Le « perso », késaco ?

Tout ce qui n’est pas public

La vie privée concerne l’ensemble des activités qui relève de l’intimité, de sa vie personnelle. Son respect est un droit inscrit dans le Code civil (Article 9). La loi n’en définit pas les contours mais différents jugements ont notamment considéré comme « privé » la vie sentimentale, sexuelle, familiale (filiations, lieux de vacances…), la santé, les convictions politiques et religieuses ou la situation financière. Par opposition, l’activité professionnelle appartient à la vie publique.

Vecteur de cohésion

Dispute de couple, nuit perturbée par un enfant malade ou projet de mariage, il est tentant d’en faire part à ses collègues… Pour Agnès Rettel, psychothérapeute et coach, « il est tout à fait normal d’avoir envie de partager un peu de votre vie avec ceux que vous voyez tous les jours ou presque ». Les discussions personnelles dans le back-office aident à dédramatiser une situation mais aussi à créer ou maintenir un lien social. « Elles peuvent donner à l’équipe un vrai sentiment de cohésion. »

Établir sa frontière

Soyez mesuré

Vous répandre sur votre vie personnelle risque de « saouler » vos collègues avec à la longue un effet de rejet. La jouer « motus et bouche cousue » peut renvoyer une image de vous hautaine, méprisante, voire de personne peu intéressante. « Quoi que vous disiez ou taisiez, quelle que soit votre attitude, ce sera toujours interprété », prévient Agnès Rettel avec humour. Il n’y a pas de recette miracle mais éviter les attitudes extrêmes est une bonne base. Votre choix est sans aucun doute celui de la mesure !

Pesez vos mots

→ Éviter les regrets. Avant de se confier, la seule question à se poser est : est-ce que je risque de le regretter ? Réfléchissez et dressez la liste de ce qui est privé mais sans danger, voire gratifiant pour votre travail : capitaine d’une équipe sportive, présidente d’association, cinéphile… Et ce qui peut vous desservir : soucis de santé, familiaux… Comparez le bouche-à-oreille à la pharmacie aux réseaux sociaux et interrogez-vous sur ce que vous pourriez rendre public sans craindre de conséquences.
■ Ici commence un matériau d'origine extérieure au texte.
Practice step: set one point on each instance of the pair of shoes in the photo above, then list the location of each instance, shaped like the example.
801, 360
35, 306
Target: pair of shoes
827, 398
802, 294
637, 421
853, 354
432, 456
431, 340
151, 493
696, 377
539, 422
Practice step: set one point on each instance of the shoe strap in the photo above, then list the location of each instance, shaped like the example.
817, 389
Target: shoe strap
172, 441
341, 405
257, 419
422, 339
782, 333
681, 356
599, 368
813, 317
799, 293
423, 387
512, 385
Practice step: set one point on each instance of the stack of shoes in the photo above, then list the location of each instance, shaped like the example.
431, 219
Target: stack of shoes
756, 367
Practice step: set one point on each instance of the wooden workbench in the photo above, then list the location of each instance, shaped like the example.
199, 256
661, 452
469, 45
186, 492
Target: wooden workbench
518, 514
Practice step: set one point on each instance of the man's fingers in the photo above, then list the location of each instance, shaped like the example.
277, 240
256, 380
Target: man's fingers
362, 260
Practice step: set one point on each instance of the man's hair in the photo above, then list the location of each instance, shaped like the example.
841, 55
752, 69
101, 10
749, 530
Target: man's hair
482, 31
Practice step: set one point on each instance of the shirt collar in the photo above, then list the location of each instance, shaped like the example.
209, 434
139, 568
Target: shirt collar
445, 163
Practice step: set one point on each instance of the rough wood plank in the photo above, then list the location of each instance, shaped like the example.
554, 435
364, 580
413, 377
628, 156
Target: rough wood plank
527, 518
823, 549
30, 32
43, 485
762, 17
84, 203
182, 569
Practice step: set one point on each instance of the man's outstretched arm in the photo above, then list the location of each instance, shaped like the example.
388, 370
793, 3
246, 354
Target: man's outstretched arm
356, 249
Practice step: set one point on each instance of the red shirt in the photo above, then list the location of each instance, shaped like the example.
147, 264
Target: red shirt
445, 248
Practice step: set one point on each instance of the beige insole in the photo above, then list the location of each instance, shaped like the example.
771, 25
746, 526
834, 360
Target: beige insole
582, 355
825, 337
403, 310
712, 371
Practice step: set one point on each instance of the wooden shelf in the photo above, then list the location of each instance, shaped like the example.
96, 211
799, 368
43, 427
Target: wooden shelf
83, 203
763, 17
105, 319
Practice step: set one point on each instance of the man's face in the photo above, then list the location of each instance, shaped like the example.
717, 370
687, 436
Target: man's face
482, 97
→ Évaluer les risques selon son environnement de travail. Livrer certaines informations personnelles sur sa vie affective ou ses difficultés financières peut impacter négativement son image professionnelle : manque de fiabilité, incapacité à gérer un budget, indécision, petits arrangements avec la vérité… Un titulaire pourrait hésiter à confier la gestion de rayons à une personne qui n’arrive pas à se gérer !

→ Bannir les sujets intimes. Ce qui relève de l’intime n’a pas sa place sur le lieu de travail. Sexualité, politique ou religion sont sources de clivages importants. Dans tous les cas, pas de zèle pour convaincre, ni de propagande.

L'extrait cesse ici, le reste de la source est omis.